For more information on this story and a full list of chapters and extras, click here. Please note that Morphic is rated R (M if you prefer Fiction Ratings) for strong language, violence and other sensitive subject matter.

Chapter 11

“The hotdogs were good,” said Mia as she stared through the side window of the car.

“You’re welcome,” Dave replied and darted an eye towards her to make sure the corners of her scythes weren’t poking holes in the seat. There was a short silence.

“Why do people celebrate birthdays?” Mia asked suddenly.

“Well,” Dave began but then paused to quickly turn a corner he’d almost missed. They jerked uncomfortably in their seats. Damn distractions.

Mia looked expectantly at him. “Well,” he started again. “Today it’s been forty-three years since your mother was born.

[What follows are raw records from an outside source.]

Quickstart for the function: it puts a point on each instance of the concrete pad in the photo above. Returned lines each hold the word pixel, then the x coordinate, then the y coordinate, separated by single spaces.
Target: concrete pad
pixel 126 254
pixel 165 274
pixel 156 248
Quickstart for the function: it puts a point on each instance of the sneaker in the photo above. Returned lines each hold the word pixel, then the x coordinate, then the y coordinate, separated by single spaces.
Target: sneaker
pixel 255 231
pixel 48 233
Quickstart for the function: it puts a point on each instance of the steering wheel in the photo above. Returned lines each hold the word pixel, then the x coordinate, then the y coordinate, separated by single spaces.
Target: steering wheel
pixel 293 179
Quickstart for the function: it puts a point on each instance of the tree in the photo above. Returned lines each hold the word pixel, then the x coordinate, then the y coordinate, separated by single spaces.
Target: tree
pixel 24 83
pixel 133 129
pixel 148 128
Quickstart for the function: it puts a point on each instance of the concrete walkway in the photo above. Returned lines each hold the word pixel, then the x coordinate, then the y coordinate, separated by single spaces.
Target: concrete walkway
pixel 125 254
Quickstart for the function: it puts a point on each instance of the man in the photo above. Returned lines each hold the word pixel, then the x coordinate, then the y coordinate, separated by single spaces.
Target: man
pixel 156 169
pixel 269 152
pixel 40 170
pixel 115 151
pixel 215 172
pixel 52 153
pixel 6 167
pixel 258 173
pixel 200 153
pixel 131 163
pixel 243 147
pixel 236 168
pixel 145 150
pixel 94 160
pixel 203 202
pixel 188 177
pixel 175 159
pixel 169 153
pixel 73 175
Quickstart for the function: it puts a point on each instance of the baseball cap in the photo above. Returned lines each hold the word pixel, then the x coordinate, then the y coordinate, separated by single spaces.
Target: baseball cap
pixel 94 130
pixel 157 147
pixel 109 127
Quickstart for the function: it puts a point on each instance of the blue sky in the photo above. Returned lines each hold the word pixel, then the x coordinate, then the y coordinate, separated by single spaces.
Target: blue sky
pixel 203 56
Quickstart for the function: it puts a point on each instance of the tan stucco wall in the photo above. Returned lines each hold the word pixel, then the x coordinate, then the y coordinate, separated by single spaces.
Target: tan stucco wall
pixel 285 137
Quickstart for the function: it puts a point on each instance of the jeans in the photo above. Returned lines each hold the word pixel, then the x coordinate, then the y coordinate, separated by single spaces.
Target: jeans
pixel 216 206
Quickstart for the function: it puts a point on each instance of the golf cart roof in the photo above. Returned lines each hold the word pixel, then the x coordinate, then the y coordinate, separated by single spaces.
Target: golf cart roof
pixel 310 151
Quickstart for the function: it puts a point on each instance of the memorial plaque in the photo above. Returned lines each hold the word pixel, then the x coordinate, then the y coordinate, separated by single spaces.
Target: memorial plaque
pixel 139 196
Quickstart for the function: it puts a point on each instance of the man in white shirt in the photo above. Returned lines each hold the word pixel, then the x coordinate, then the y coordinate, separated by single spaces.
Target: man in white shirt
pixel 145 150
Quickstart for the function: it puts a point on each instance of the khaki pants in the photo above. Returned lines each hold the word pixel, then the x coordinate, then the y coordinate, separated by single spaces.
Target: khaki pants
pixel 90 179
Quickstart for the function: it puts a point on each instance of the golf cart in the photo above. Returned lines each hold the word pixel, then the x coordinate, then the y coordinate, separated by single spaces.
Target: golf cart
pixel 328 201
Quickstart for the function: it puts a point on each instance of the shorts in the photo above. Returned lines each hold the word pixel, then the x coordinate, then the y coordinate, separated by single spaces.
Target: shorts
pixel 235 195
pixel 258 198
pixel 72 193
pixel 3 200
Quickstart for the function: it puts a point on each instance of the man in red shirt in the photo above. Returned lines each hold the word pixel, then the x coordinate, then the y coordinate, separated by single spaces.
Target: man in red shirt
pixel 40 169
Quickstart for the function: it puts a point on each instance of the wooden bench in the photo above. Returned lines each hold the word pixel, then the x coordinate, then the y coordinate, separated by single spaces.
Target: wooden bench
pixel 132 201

So we celebrate it.”

“I don’t get it,” Mia said and looked distractedly around for a few seconds, as if she wasn’t going to continue. “Why you celebrate that,” she then added.

“What’s so hard to get?”

Mia looked directly at him. “It doesn’t make any sense,” she said. “Years and days don’t even line up right. Maybe the real time when the earth has gone around the sun forty-three times since the birth is tomorrow. Maybe it was this morning but we’re celebrating it tonight. It doesn’t have any meaning that it’s still the same day. And it doesn’t have any meaning anyway that the earth has gone around the sun so many times since your birth. None of it makes sense.”

Dave sighed; Mia was going philosophical on him again. “It’s just a nice excuse to give people presents. Nobody cares how many circles the earth has gone around the sun or whatever. You’re thinking about it too much.”

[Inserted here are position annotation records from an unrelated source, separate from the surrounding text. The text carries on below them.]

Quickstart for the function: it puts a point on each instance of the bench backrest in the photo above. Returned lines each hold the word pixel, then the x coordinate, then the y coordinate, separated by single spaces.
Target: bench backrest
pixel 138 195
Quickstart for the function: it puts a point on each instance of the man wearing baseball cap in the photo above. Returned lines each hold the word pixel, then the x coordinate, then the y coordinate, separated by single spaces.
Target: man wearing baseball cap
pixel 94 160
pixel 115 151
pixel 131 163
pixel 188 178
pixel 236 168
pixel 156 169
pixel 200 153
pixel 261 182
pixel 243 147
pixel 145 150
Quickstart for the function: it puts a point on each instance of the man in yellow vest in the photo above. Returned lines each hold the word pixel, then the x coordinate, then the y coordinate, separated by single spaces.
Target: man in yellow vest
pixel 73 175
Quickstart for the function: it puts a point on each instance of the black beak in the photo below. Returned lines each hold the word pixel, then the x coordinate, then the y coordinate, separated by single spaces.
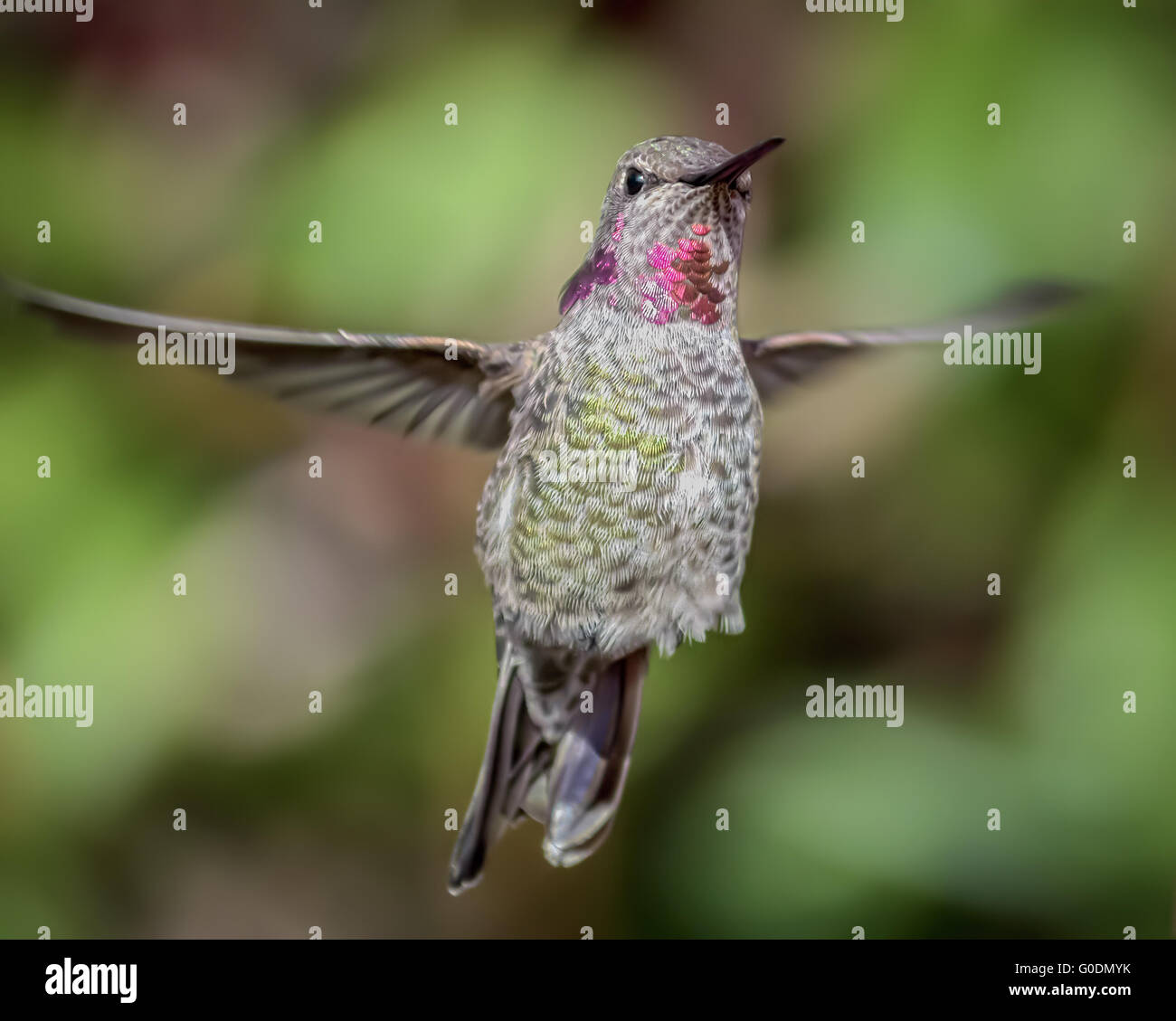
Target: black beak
pixel 732 168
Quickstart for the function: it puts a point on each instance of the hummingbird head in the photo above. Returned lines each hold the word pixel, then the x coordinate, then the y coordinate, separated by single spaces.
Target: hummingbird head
pixel 670 233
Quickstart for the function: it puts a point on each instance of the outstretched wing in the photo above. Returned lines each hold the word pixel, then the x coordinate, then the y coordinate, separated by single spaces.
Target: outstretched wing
pixel 430 384
pixel 779 361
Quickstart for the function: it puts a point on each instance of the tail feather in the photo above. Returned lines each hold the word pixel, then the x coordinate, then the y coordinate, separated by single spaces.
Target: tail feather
pixel 571 782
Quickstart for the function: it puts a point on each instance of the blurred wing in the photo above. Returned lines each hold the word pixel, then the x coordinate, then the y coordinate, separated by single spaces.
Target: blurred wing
pixel 779 361
pixel 428 384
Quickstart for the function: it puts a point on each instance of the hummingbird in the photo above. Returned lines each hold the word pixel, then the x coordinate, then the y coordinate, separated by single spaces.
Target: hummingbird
pixel 618 517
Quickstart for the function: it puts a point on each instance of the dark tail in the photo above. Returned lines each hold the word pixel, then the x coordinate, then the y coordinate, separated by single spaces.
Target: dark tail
pixel 573 786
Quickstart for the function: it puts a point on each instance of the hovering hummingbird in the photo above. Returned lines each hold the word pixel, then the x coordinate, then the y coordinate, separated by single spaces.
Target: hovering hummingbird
pixel 619 515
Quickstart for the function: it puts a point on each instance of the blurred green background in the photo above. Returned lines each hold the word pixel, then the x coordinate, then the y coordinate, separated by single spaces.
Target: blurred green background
pixel 337 820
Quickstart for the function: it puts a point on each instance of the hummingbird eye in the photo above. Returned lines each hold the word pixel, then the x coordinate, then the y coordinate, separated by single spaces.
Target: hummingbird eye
pixel 634 181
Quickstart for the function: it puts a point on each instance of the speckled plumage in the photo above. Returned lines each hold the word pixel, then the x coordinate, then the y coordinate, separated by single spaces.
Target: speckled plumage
pixel 596 563
pixel 619 515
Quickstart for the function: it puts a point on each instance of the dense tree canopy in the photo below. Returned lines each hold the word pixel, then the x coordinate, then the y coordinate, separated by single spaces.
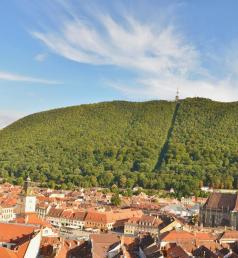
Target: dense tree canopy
pixel 155 145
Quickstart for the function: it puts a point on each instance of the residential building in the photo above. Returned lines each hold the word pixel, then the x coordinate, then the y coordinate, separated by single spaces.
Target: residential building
pixel 143 224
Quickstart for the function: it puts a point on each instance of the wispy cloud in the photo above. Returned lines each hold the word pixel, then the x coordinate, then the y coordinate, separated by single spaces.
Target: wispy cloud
pixel 7 76
pixel 161 56
pixel 41 57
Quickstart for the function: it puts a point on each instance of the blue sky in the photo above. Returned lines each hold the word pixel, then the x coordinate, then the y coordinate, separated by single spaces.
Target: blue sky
pixel 57 53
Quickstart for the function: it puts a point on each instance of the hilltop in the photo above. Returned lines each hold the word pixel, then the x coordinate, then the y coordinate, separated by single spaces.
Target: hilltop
pixel 155 144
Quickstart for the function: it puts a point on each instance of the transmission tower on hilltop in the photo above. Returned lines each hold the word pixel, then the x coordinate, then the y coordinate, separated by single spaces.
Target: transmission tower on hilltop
pixel 177 95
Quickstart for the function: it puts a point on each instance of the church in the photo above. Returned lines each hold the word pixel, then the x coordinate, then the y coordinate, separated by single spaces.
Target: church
pixel 27 202
pixel 220 209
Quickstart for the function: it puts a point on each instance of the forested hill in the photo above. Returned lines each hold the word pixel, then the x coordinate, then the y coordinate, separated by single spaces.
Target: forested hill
pixel 156 144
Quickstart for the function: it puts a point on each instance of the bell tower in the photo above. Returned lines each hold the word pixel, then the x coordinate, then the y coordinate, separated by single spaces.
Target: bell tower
pixel 28 197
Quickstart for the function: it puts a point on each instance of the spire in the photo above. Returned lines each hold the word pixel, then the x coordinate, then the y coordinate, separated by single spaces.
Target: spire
pixel 177 95
pixel 27 189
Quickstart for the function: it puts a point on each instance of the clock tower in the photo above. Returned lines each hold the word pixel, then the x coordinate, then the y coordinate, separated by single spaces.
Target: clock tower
pixel 28 199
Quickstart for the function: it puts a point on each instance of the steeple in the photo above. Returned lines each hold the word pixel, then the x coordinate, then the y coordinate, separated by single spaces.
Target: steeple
pixel 28 199
pixel 177 95
pixel 27 189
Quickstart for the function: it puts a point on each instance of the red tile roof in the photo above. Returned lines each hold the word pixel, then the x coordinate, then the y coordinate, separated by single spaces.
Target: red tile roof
pixel 10 233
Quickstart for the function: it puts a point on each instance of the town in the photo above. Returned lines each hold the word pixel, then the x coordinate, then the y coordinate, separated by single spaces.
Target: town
pixel 41 222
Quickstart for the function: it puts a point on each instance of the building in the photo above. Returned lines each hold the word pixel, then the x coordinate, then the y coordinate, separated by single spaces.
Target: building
pixel 143 224
pixel 220 209
pixel 7 213
pixel 68 218
pixel 27 202
pixel 19 241
pixel 109 220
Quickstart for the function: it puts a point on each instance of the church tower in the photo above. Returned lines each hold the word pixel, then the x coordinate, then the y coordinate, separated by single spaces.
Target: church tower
pixel 28 199
pixel 177 95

“Presents,” Mia repeated with a nod. There was another one of those few-second silences where she made Dave think she wasn’t going to continue. “I like presents.”

“See? That’s why we have birthdays.”

“As long as it’s a good present,” Mia went on as if he hadn’t spoken. “I don’t like getting bad presents.”

Giving Mia presents had been a nightmarish task the first few years. Then they’d realized it was best just to stick with giving her meat and things she could cut.

Pause. “I didn’t get her anything,” Mia said in her usual neutral voice.

“Well, I got her something,” Dave replied. “It can be from both of us if you want.”

Mia shrugged in a way that could have been indifference or agreement. Dave supposed it didn’t really matter.

He’d gotten Cheryl a Miltank in some third-world country. Some church-sponsored charity crap, trying to make donations feel more physical by giving you a photo of a Miltank for a set price that would supposedly buy one for a starving family and might single-handedly save their lives and future for generations to come, according to the probably exaggerated little booklet about it. Cheryl was all over charities like that. He’d figured the best way to make up for coming on to her the other day was to give her something personal that she would really like, but it had to be something that could not be taken the wrong way. This was the best thing he’d come up with, and reluctant as he was to do business with any sort of church, she was more important. Besides, it was just a charity; it didn’t actually have anything to do with religion.

He turned into the Kerrigans’ home street. On the corner stood that creepy, pale, dark-haired fundamentalist guy with the sign again – he hadn’t seen him in a while. What had his name been again? The man looked at Dave as they passed and grinned widely. Creepy fuck.

“It was him,” said Mia matter-of-factly.


“It was him,” she repeated. “Who killed Brian.”

Dave turned his head sharply towards her and turned back just in time to avoid driving up onto the sidewalk. “What? Don’t be ridiculous. That’s not him. They caught him, remember?”

Mia shook her head. “It was him. Must have got the wrong guy.”

Dave laughed for a moment but stopped when he realized how nervous he sounded. “That’s ridiculous. Why the fuck would you think that?”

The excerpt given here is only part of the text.